Since the tuition fee hike was revealed, 60 universities, including Oxford, Cambridge and Manchester, have announced they will be charging the full £9,000, while even London South Bank University, which ranked lowest in the UK last year, will charge over £8,000.

And it is not just students that the rise in tuition fees could prove problematic for. If promising students are put off university due to the high costs, it could mean that firms are faced with a dearth of talent in years to come or have to find more creative ways of training up skilled workers.

This is just what one pharmaceutical giant, GlaxoSmithKline (GSK), has opted to do. The firm, which recruits around 50 to 100 undergraduates each year, has announced it will reimburse all tuition fees paid by its students from 2012.

The move will cost GSK around £3 million a year, however, it will help it ensure the future of the workforce as trainees will have to remain with the company for a minimum of two years after the fees have been repaid.

And it is not just students with scientific brains who can benefit from the programme, as well as scientists, chemists and pharmacists, the company needs lawyers, IT specialists and economists to keep its other departments ticking over, meaning there are opportunities for bright undergraduates, whatever their skill sets.

As well as providing graduates with the cash for university, the GSK scheme has another huge benefit, as it provides people with a job upon graduating.

Recent data from the Association for Graduate Recruiters highlighted that there are currently significantly more graduates than graduate employment schemes, with less than 21,000 of such opportunities being available in 2011, despite a rise of 3.8 per cent.

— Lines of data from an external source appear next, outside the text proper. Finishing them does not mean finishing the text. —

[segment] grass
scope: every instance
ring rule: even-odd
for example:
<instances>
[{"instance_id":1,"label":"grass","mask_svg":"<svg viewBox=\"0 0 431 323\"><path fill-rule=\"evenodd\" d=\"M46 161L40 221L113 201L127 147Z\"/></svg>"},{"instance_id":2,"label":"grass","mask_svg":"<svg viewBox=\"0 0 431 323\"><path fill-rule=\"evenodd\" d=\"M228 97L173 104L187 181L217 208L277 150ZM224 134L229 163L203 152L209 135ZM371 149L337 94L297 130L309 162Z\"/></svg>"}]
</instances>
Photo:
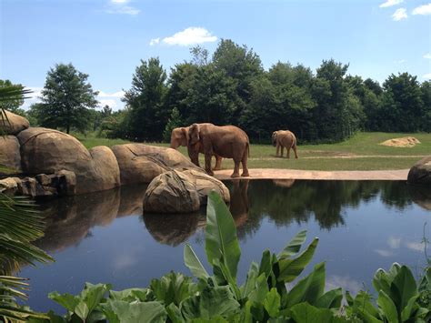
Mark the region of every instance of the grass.
<instances>
[{"instance_id":1,"label":"grass","mask_svg":"<svg viewBox=\"0 0 431 323\"><path fill-rule=\"evenodd\" d=\"M381 146L387 139L415 136L421 144L411 148ZM87 148L95 146L126 144L122 139L105 139L77 136ZM168 144L148 143L168 146ZM180 147L187 156L186 148ZM358 133L352 138L337 144L305 145L298 143L299 159L276 157L276 147L270 145L251 145L248 167L250 168L290 168L306 170L380 170L409 168L423 156L431 154L431 134ZM201 166L204 156L201 156ZM214 163L215 161L213 161ZM232 159L223 161L223 168L233 168Z\"/></svg>"}]
</instances>

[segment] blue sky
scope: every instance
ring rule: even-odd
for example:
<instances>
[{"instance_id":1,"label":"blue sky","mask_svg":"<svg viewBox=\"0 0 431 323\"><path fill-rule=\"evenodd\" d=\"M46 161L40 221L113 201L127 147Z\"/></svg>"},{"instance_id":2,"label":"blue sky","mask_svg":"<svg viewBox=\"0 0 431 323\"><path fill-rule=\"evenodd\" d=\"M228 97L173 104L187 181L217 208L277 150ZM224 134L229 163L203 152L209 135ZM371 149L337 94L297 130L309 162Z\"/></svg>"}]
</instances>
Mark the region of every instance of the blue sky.
<instances>
[{"instance_id":1,"label":"blue sky","mask_svg":"<svg viewBox=\"0 0 431 323\"><path fill-rule=\"evenodd\" d=\"M431 78L429 0L0 0L0 78L37 95L50 67L71 62L115 109L140 59L169 71L220 38L252 47L266 69L332 57L379 82Z\"/></svg>"}]
</instances>

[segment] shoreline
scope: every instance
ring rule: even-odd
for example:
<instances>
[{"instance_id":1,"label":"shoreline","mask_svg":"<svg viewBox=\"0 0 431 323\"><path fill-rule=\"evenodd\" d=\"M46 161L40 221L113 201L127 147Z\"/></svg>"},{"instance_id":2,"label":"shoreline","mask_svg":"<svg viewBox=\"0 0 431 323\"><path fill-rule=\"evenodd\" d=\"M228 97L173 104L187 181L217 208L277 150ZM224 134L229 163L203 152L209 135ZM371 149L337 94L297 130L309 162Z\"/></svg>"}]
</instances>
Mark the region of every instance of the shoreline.
<instances>
[{"instance_id":1,"label":"shoreline","mask_svg":"<svg viewBox=\"0 0 431 323\"><path fill-rule=\"evenodd\" d=\"M241 169L240 169L241 170ZM232 169L215 171L220 180L232 179ZM249 177L237 179L314 179L314 180L407 180L409 169L396 170L299 170L276 168L250 168Z\"/></svg>"}]
</instances>

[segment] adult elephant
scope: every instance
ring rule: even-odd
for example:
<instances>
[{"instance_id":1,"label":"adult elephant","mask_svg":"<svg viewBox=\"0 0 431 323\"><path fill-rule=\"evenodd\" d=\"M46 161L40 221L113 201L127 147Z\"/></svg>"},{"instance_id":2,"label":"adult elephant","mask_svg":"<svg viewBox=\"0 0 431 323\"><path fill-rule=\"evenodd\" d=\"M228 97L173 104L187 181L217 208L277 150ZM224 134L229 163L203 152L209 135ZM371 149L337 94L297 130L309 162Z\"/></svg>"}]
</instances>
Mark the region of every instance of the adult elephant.
<instances>
[{"instance_id":1,"label":"adult elephant","mask_svg":"<svg viewBox=\"0 0 431 323\"><path fill-rule=\"evenodd\" d=\"M276 156L281 147L281 156L283 156L285 147L287 149L287 158L290 158L290 148L294 149L295 157L298 157L296 153L296 137L289 130L278 130L273 132L273 145L276 146Z\"/></svg>"},{"instance_id":2,"label":"adult elephant","mask_svg":"<svg viewBox=\"0 0 431 323\"><path fill-rule=\"evenodd\" d=\"M205 124L201 124L205 125ZM171 132L171 148L176 149L180 146L188 146L188 129L190 126L183 126L175 128ZM204 148L200 147L199 153L204 154ZM189 154L190 155L190 154ZM222 169L222 160L223 158L217 155L214 155L216 156L216 167L213 170L220 170ZM195 163L196 164L196 163ZM199 166L199 159L197 159L197 164Z\"/></svg>"},{"instance_id":3,"label":"adult elephant","mask_svg":"<svg viewBox=\"0 0 431 323\"><path fill-rule=\"evenodd\" d=\"M233 158L234 173L231 177L239 177L239 163L243 165L242 177L248 177L247 158L250 143L247 135L235 126L215 126L213 124L193 124L188 129L188 154L193 163L198 165L200 151L205 154L205 171L211 170L211 156L216 154L225 158Z\"/></svg>"}]
</instances>

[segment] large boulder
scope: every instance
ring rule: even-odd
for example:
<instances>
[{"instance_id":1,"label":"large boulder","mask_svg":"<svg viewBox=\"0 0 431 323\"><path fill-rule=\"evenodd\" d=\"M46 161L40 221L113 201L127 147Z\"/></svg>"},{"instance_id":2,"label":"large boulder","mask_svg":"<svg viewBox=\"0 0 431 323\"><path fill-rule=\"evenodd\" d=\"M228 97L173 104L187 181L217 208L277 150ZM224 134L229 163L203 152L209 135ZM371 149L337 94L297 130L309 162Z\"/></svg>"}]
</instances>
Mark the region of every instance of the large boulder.
<instances>
[{"instance_id":1,"label":"large boulder","mask_svg":"<svg viewBox=\"0 0 431 323\"><path fill-rule=\"evenodd\" d=\"M5 117L3 114L3 117L0 117L0 129L5 132L6 135L17 135L30 126L30 123L24 116L9 111L5 112Z\"/></svg>"},{"instance_id":2,"label":"large boulder","mask_svg":"<svg viewBox=\"0 0 431 323\"><path fill-rule=\"evenodd\" d=\"M0 165L21 171L21 155L16 136L0 136Z\"/></svg>"},{"instance_id":3,"label":"large boulder","mask_svg":"<svg viewBox=\"0 0 431 323\"><path fill-rule=\"evenodd\" d=\"M144 196L144 212L190 213L201 206L195 181L176 170L157 176Z\"/></svg>"},{"instance_id":4,"label":"large boulder","mask_svg":"<svg viewBox=\"0 0 431 323\"><path fill-rule=\"evenodd\" d=\"M407 176L410 184L431 184L431 156L428 156L410 168Z\"/></svg>"},{"instance_id":5,"label":"large boulder","mask_svg":"<svg viewBox=\"0 0 431 323\"><path fill-rule=\"evenodd\" d=\"M116 158L107 147L88 151L77 139L60 131L31 127L18 135L21 165L29 174L74 172L75 194L96 192L120 185Z\"/></svg>"},{"instance_id":6,"label":"large boulder","mask_svg":"<svg viewBox=\"0 0 431 323\"><path fill-rule=\"evenodd\" d=\"M145 144L116 145L112 147L120 167L121 185L147 184L172 169L203 172L179 151Z\"/></svg>"},{"instance_id":7,"label":"large boulder","mask_svg":"<svg viewBox=\"0 0 431 323\"><path fill-rule=\"evenodd\" d=\"M217 192L225 202L229 203L229 189L218 179L195 169L187 169L182 173L189 176L194 180L197 194L199 194L201 205L206 205L208 194L212 190Z\"/></svg>"}]
</instances>

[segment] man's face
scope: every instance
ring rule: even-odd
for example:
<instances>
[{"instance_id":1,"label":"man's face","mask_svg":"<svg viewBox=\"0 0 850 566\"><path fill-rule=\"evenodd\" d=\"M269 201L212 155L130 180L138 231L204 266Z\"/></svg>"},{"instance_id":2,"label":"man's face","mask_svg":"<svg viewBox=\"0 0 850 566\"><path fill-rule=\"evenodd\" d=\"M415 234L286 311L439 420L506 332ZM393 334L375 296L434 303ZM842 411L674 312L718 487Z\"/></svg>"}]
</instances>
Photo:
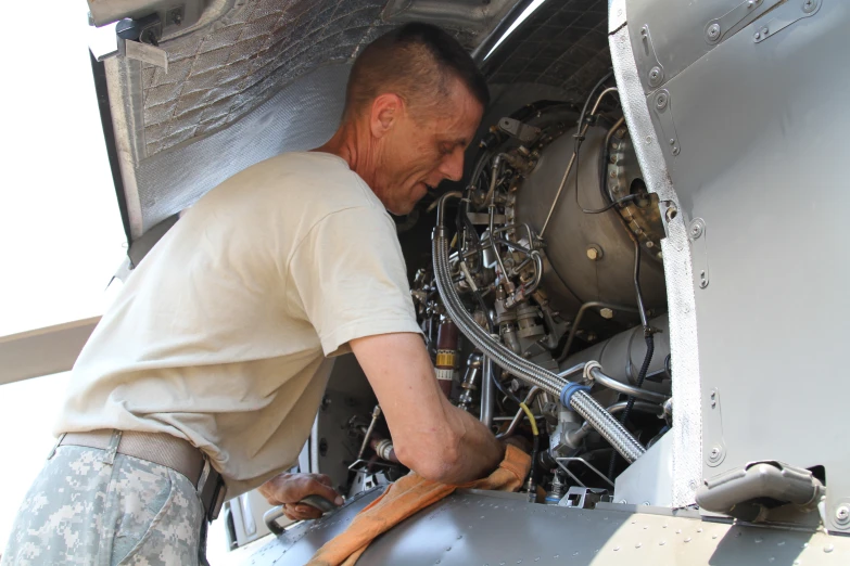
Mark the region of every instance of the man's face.
<instances>
[{"instance_id":1,"label":"man's face","mask_svg":"<svg viewBox=\"0 0 850 566\"><path fill-rule=\"evenodd\" d=\"M415 112L415 110L414 110ZM402 113L378 151L375 190L388 210L406 215L428 188L443 179L459 181L464 175L464 151L481 123L478 100L455 81L444 104L420 113Z\"/></svg>"}]
</instances>

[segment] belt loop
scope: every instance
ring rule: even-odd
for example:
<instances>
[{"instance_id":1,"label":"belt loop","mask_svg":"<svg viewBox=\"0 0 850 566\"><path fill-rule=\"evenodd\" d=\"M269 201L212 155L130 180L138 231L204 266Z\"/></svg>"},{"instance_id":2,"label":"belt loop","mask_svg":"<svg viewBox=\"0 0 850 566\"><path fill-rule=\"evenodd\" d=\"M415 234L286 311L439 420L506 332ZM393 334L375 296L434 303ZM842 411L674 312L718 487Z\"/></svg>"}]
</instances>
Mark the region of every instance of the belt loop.
<instances>
[{"instance_id":1,"label":"belt loop","mask_svg":"<svg viewBox=\"0 0 850 566\"><path fill-rule=\"evenodd\" d=\"M60 445L62 445L62 440L64 440L64 439L65 439L65 435L66 435L66 434L67 434L67 433L62 433L61 435L59 435L59 438L56 439L56 443L55 443L55 445L53 445L53 450L51 450L51 451L50 451L50 453L48 454L48 460L50 460L50 459L52 459L54 455L56 455L56 448L59 448L59 447L60 447Z\"/></svg>"},{"instance_id":2,"label":"belt loop","mask_svg":"<svg viewBox=\"0 0 850 566\"><path fill-rule=\"evenodd\" d=\"M117 428L112 432L112 438L106 447L106 452L103 454L103 463L111 466L115 462L115 453L118 451L118 445L120 443L122 432Z\"/></svg>"}]
</instances>

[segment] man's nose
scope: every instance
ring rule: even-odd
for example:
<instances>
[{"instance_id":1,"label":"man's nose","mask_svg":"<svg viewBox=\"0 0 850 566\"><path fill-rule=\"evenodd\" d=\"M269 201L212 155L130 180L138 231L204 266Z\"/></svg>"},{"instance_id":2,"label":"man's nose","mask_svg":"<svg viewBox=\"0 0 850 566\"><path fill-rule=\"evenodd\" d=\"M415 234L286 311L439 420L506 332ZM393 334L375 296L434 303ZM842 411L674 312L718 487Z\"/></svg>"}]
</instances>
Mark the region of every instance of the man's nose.
<instances>
[{"instance_id":1,"label":"man's nose","mask_svg":"<svg viewBox=\"0 0 850 566\"><path fill-rule=\"evenodd\" d=\"M449 181L459 181L464 177L464 150L456 147L446 155L437 169Z\"/></svg>"}]
</instances>

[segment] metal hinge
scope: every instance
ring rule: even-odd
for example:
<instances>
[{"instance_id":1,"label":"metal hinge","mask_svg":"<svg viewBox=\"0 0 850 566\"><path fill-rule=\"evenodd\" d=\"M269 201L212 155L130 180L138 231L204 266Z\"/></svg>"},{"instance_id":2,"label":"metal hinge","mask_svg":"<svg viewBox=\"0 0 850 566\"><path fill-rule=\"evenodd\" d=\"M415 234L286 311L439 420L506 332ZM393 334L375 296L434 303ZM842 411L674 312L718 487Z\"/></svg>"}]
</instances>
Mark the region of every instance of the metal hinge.
<instances>
[{"instance_id":1,"label":"metal hinge","mask_svg":"<svg viewBox=\"0 0 850 566\"><path fill-rule=\"evenodd\" d=\"M758 25L752 34L752 40L761 43L769 37L773 37L791 24L804 17L811 17L821 10L823 0L792 0L778 7L772 12L774 15L769 22Z\"/></svg>"}]
</instances>

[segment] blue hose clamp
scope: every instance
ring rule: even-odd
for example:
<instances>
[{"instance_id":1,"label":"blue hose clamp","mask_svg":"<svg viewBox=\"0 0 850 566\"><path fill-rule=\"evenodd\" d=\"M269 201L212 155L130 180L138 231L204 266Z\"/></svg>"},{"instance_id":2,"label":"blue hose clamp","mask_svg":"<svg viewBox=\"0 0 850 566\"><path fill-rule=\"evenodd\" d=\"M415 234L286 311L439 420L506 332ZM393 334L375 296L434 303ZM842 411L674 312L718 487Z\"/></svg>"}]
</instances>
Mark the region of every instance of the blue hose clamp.
<instances>
[{"instance_id":1,"label":"blue hose clamp","mask_svg":"<svg viewBox=\"0 0 850 566\"><path fill-rule=\"evenodd\" d=\"M561 390L561 404L572 411L572 407L570 407L570 399L573 395L575 395L578 391L589 391L591 387L587 385L582 385L580 383L570 382L568 383L563 389Z\"/></svg>"}]
</instances>

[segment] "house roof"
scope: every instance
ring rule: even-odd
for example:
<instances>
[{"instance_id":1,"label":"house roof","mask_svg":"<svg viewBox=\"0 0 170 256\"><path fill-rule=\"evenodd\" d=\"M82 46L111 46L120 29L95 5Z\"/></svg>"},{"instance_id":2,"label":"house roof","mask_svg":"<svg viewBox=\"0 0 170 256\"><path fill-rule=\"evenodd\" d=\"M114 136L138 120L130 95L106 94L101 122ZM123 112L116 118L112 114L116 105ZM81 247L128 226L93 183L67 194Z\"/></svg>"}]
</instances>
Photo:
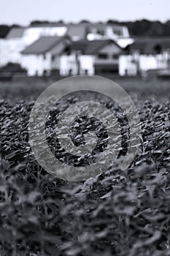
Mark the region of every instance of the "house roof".
<instances>
[{"instance_id":1,"label":"house roof","mask_svg":"<svg viewBox=\"0 0 170 256\"><path fill-rule=\"evenodd\" d=\"M7 34L6 39L12 39L22 37L25 28L13 28L9 30Z\"/></svg>"},{"instance_id":2,"label":"house roof","mask_svg":"<svg viewBox=\"0 0 170 256\"><path fill-rule=\"evenodd\" d=\"M87 31L87 23L82 24L69 24L68 25L67 34L71 37L78 37L85 39Z\"/></svg>"},{"instance_id":3,"label":"house roof","mask_svg":"<svg viewBox=\"0 0 170 256\"><path fill-rule=\"evenodd\" d=\"M136 38L135 42L128 45L128 51L139 50L143 54L156 53L158 48L161 49L170 49L170 37L142 37Z\"/></svg>"},{"instance_id":4,"label":"house roof","mask_svg":"<svg viewBox=\"0 0 170 256\"><path fill-rule=\"evenodd\" d=\"M41 37L37 41L24 49L23 54L39 54L45 53L66 37Z\"/></svg>"},{"instance_id":5,"label":"house roof","mask_svg":"<svg viewBox=\"0 0 170 256\"><path fill-rule=\"evenodd\" d=\"M70 45L70 50L80 50L84 54L94 54L109 42L112 42L120 48L120 47L115 42L111 39L93 41L81 40L72 42L72 45Z\"/></svg>"}]
</instances>

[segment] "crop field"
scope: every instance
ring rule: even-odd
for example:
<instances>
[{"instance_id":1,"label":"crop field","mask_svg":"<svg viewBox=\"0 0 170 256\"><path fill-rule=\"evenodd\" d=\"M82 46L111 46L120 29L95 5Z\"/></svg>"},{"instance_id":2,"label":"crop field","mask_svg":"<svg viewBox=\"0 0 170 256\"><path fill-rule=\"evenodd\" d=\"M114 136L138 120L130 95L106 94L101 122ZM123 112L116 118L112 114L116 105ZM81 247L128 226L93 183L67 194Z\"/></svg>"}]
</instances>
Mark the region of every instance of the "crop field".
<instances>
[{"instance_id":1,"label":"crop field","mask_svg":"<svg viewBox=\"0 0 170 256\"><path fill-rule=\"evenodd\" d=\"M53 82L0 82L0 255L170 256L170 81L115 80L138 108L138 153L124 171L120 157L77 182L47 173L28 143L31 110Z\"/></svg>"}]
</instances>

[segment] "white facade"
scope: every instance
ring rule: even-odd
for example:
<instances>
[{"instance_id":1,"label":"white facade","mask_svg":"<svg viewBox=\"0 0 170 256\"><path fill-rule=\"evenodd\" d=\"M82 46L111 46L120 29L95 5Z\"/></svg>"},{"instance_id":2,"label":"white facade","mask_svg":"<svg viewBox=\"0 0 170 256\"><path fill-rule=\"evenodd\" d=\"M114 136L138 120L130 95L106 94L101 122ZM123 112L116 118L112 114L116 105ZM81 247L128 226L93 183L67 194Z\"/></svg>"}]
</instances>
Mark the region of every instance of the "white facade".
<instances>
[{"instance_id":1,"label":"white facade","mask_svg":"<svg viewBox=\"0 0 170 256\"><path fill-rule=\"evenodd\" d=\"M28 27L24 29L20 37L3 39L0 40L0 67L9 62L22 64L23 56L20 52L27 46L42 36L63 36L66 26ZM25 58L26 59L26 58ZM39 59L39 57L34 58ZM25 60L23 60L25 61Z\"/></svg>"},{"instance_id":2,"label":"white facade","mask_svg":"<svg viewBox=\"0 0 170 256\"><path fill-rule=\"evenodd\" d=\"M21 65L28 70L28 76L43 75L45 72L47 75L51 69L50 53L26 54L22 56Z\"/></svg>"},{"instance_id":3,"label":"white facade","mask_svg":"<svg viewBox=\"0 0 170 256\"><path fill-rule=\"evenodd\" d=\"M94 74L94 56L80 55L78 59L75 53L62 55L60 60L60 75L62 76ZM80 71L79 71L80 70Z\"/></svg>"},{"instance_id":4,"label":"white facade","mask_svg":"<svg viewBox=\"0 0 170 256\"><path fill-rule=\"evenodd\" d=\"M122 55L119 58L119 75L136 75L138 71L168 68L164 54L144 54L136 57L133 55Z\"/></svg>"}]
</instances>

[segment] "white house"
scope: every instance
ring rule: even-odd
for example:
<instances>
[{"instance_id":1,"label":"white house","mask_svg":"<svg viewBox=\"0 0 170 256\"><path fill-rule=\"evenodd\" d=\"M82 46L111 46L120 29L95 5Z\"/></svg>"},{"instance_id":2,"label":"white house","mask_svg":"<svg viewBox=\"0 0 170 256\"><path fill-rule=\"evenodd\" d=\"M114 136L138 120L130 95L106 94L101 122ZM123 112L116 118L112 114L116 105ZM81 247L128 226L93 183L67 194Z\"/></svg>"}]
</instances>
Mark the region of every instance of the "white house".
<instances>
[{"instance_id":1,"label":"white house","mask_svg":"<svg viewBox=\"0 0 170 256\"><path fill-rule=\"evenodd\" d=\"M120 75L170 67L170 38L137 38L119 57Z\"/></svg>"},{"instance_id":2,"label":"white house","mask_svg":"<svg viewBox=\"0 0 170 256\"><path fill-rule=\"evenodd\" d=\"M73 42L61 56L61 75L118 72L120 47L113 40Z\"/></svg>"},{"instance_id":3,"label":"white house","mask_svg":"<svg viewBox=\"0 0 170 256\"><path fill-rule=\"evenodd\" d=\"M20 52L42 36L62 37L66 26L41 24L29 27L13 28L5 39L0 40L0 67L8 62L21 64Z\"/></svg>"},{"instance_id":4,"label":"white house","mask_svg":"<svg viewBox=\"0 0 170 256\"><path fill-rule=\"evenodd\" d=\"M42 37L22 52L20 64L28 76L50 74L60 69L60 55L70 43L68 37Z\"/></svg>"}]
</instances>

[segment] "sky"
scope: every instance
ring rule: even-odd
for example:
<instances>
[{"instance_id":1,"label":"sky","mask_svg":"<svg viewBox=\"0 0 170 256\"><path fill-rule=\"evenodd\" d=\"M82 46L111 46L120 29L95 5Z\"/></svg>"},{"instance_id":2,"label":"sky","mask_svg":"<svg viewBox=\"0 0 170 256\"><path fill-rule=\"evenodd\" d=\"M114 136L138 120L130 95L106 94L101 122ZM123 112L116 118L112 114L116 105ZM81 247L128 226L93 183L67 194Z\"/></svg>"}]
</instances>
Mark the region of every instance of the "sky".
<instances>
[{"instance_id":1,"label":"sky","mask_svg":"<svg viewBox=\"0 0 170 256\"><path fill-rule=\"evenodd\" d=\"M0 0L0 23L28 25L34 20L78 22L170 20L170 0Z\"/></svg>"}]
</instances>

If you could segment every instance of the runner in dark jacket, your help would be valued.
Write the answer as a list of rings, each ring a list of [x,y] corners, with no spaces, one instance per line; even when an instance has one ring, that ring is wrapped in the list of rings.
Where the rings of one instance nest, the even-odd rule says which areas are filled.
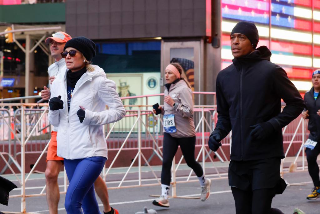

Speaking to Sky News about the scheme, GSK's chief executive Andrew Witty said: "The biggest reason we are doing this is that we want to get the absolute best possible graduates we can to work for GSK.
"This is a great way for us to try and ensure we get that next brilliant scientist."

And with many of the best graduates sure to be attracted to GSK's offer, it could leave its competitors scrambling to find good recruits themselves, unless they implements similar schemes.

GSK is already a popular employer among graduates and featured in the top ten graduate recruiters list compiled by the Guardian, ranking third overall. It was the only pharmaceutical firm to make the top ten, with its nearest rivals Pfizer and AstraZeneca languishing in 40th and 41st places respectively, having both dropped from the previous year. This indicates the already strong pull GSK has for graduates, something which is only set to increase thanks to its latest plan.

Ministers are certainly hoping so and are encouraging businesses in all sectors to look at what they can do to help nurture top talent in the UK. While pharma firms may be unlikely to announce their own tuition fee payment schemes in the coming months, they are certainly likely to be watching GSK closely and wondering how they can attract the best graduates themselves.